Author: Denis Avetisyan
The landmark EU AI Act is just the first step, and a robust, independent agency is now vital to effectively manage the risks and ethical implications of rapidly advancing artificial intelligence.
This paper argues for the establishment of a strengthened supranational agency to complement the AI Act and ensure comprehensive AI governance, risk assessment, and ethical oversight within the European Union.
Despite the growing momentum surrounding artificial intelligence, a comprehensive and adaptive regulatory framework remains elusive. This paper, ‘From the AI Act to a European AI Agency: Completing the Union’s Regulatory Architecture’, revisits the question of optimal governance, arguing that while the EU AI Act represents a crucial initial step, a strengthened, independent supranational agency is essential for robust risk assessment, policy coherence, and the upholding of ethical principles. Such an agency would not only bolster the Union’s digital sovereignty but also facilitate effective international cooperation in this rapidly evolving technological landscape. Will a more robust institutional structure prove vital for navigating the complex challenges and opportunities presented by advanced AI systems?

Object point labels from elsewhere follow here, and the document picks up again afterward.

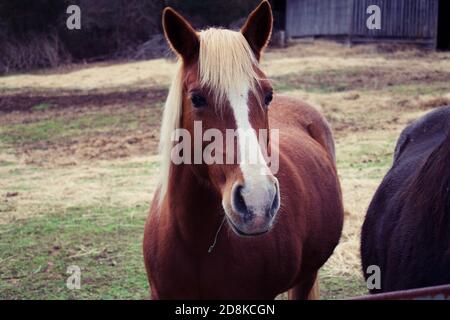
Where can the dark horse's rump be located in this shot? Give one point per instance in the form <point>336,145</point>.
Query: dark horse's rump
<point>407,228</point>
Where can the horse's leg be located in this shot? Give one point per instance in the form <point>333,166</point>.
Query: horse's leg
<point>307,289</point>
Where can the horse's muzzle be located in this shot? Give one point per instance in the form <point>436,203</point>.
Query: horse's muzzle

The Emerging AI Landscape: Economic Promise and Systemic Risk
The artificial intelligence market is poised for explosive growth, with projections indicating a potential $15.7 trillion contribution to global GDP by 2030. This surge isn’t simply about technological advancement; it represents a fundamental reshaping of economic landscapes across sectors. While increased automation and enhanced productivity are anticipated benefits, this rapid expansion simultaneously introduces complex challenges. These include the need for workforce adaptation, potential exacerbation of existing inequalities, and the ethical considerations surrounding increasingly autonomous systems. Successfully navigating this period requires a proactive approach to harness AI’s economic potential while mitigating the risks inherent in such a transformative technology, ensuring broad-based prosperity rather than concentrated gains.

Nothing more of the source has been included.